Sinead O'Connor, belleza que no emociona
Sin apenas variación, sin que nada cambie. Eso es lo que ocurrió anteanoche en el concierto de Sinead O'Connor en el Festival de Cap Roig. Comenzó y acabó tan inmóvil, tan místico, tan tópicamente espiritual, que pareció todo igual. ¿Hermoso?, quizá. ¿Tedioso?, más que probable.
La Sinead O'Connor del siglo XXI es una mujer en trance, un trance católico. Como si musitara plegarias a los espíritus de la noche de Calella de Palafrugell (Baix Empordà), su salmodia medio celta, medio pop, medio de nana recordó a los fondos de los primitivos dibujos animados. Y sí, tiene canciones hermosas como demostró en el arranque de su recital, pero esa misma belleza repetida una y otra vez acaba como la llegada del mar a la orilla. Solo que con menos calado. Ella es solo una vocalista en pleno apostolado.
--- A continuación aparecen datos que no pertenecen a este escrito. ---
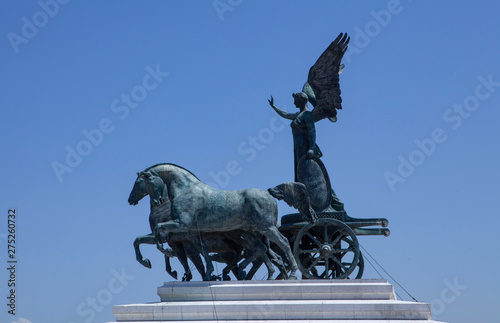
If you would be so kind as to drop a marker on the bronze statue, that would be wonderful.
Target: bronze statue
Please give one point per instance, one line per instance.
(240, 227)
(322, 90)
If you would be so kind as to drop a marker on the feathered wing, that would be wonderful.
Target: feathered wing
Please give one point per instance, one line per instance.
(322, 86)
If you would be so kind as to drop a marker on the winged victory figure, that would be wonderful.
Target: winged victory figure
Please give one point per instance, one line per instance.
(322, 91)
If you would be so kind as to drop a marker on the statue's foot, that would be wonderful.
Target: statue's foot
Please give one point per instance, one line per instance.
(187, 277)
(146, 263)
(241, 274)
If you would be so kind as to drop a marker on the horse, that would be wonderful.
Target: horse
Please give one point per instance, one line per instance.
(229, 252)
(180, 250)
(198, 208)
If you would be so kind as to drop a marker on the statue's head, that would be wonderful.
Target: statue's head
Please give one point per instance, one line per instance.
(300, 99)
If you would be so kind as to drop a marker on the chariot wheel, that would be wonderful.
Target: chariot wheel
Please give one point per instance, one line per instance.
(327, 249)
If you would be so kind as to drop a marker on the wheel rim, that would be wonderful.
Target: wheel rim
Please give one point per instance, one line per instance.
(326, 249)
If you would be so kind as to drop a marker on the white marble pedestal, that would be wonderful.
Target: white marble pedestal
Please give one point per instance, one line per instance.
(311, 301)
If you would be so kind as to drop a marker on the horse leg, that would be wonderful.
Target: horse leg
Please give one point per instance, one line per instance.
(146, 239)
(168, 268)
(273, 234)
(194, 255)
(202, 248)
(256, 246)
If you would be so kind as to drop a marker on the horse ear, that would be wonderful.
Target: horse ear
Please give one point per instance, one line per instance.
(144, 175)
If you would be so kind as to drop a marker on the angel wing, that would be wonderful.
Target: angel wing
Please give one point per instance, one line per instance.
(322, 86)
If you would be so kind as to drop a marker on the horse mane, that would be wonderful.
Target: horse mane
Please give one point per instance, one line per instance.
(170, 164)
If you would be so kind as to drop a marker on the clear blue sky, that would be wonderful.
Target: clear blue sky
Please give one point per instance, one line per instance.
(416, 142)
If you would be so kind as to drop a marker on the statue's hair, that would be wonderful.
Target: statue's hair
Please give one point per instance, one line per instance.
(300, 95)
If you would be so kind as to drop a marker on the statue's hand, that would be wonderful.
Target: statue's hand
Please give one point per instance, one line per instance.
(271, 102)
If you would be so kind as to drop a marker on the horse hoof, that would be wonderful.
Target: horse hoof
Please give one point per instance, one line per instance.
(241, 274)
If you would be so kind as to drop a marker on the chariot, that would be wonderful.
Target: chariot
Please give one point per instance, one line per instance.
(327, 247)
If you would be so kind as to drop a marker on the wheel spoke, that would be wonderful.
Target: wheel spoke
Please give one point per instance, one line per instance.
(339, 263)
(315, 262)
(309, 251)
(313, 238)
(337, 239)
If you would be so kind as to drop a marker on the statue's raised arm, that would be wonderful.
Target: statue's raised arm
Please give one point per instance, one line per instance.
(322, 86)
(282, 113)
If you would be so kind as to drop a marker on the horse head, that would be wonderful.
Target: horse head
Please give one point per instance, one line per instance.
(138, 191)
(155, 187)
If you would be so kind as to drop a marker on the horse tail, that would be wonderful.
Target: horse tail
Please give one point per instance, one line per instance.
(295, 195)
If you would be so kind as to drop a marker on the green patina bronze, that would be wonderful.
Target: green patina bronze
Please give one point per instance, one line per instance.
(240, 228)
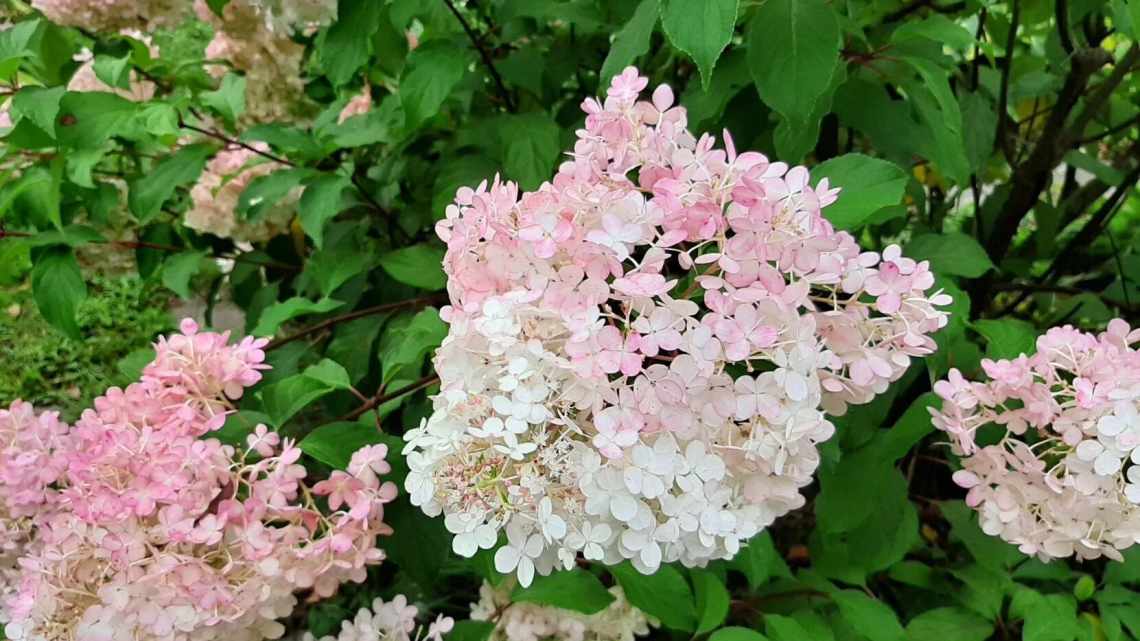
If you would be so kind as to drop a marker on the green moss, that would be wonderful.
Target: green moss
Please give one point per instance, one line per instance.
(48, 370)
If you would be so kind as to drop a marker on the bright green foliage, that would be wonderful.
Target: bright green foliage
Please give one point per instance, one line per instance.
(988, 137)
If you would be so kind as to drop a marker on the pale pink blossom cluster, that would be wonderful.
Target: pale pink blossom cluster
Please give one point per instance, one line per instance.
(620, 621)
(269, 58)
(359, 104)
(133, 525)
(392, 621)
(1050, 444)
(113, 15)
(642, 349)
(216, 195)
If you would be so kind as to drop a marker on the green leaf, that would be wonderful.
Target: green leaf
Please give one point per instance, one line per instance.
(532, 148)
(58, 287)
(1007, 338)
(229, 98)
(868, 184)
(333, 267)
(279, 313)
(711, 600)
(334, 444)
(572, 590)
(149, 192)
(348, 42)
(178, 269)
(283, 399)
(760, 561)
(471, 631)
(407, 340)
(1048, 617)
(702, 30)
(630, 41)
(322, 200)
(952, 253)
(987, 550)
(112, 71)
(1126, 570)
(870, 617)
(89, 119)
(40, 105)
(664, 594)
(432, 72)
(792, 51)
(420, 266)
(949, 624)
(330, 373)
(784, 629)
(737, 633)
(72, 235)
(1084, 589)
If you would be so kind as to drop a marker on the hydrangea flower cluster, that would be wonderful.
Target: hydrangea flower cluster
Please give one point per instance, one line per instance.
(392, 621)
(269, 58)
(131, 525)
(113, 15)
(1061, 475)
(620, 621)
(640, 350)
(214, 197)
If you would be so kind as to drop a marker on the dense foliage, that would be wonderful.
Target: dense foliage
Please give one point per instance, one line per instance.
(331, 176)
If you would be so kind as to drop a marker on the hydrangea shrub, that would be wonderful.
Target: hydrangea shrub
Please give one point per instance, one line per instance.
(497, 333)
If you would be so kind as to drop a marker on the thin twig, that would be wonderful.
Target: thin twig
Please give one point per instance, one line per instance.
(485, 55)
(422, 301)
(1007, 65)
(382, 398)
(1060, 8)
(1115, 129)
(228, 140)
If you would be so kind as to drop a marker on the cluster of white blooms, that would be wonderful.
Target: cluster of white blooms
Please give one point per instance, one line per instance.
(113, 15)
(392, 621)
(1063, 478)
(641, 350)
(216, 195)
(620, 621)
(270, 59)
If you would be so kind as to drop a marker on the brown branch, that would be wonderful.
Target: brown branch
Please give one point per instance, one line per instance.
(410, 303)
(1112, 130)
(477, 41)
(382, 398)
(228, 140)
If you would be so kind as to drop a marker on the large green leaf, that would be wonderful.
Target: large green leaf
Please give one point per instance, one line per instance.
(792, 50)
(151, 192)
(429, 78)
(632, 40)
(953, 254)
(348, 41)
(58, 287)
(420, 266)
(702, 30)
(664, 594)
(869, 185)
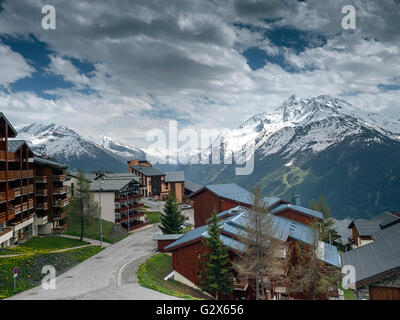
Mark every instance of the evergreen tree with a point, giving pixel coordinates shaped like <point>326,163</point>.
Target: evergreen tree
<point>261,259</point>
<point>216,276</point>
<point>172,220</point>
<point>326,231</point>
Esa idea de apostolado, ese aire monjil, esa sensibilidad de postal con atardecer fue lo que acabó por desdorar un concierto que demostró que la belleza por sí sola no es más que belleza de postal. Sinead O'Connor tiene una hermosa voz, los arreglos de sus temas están bien prescindiendo de algún fondo de teclado fronterizo con lo hortera, pero lo que resulta menos llevadero es que la única variación de su repertorio venga servida por los títulos de las canciones. Eso y una espiritualidad céltico-irlandesa-naïf propia de Baden Powell. Pero eso es Sinead O'Connor, belleza que no emociona.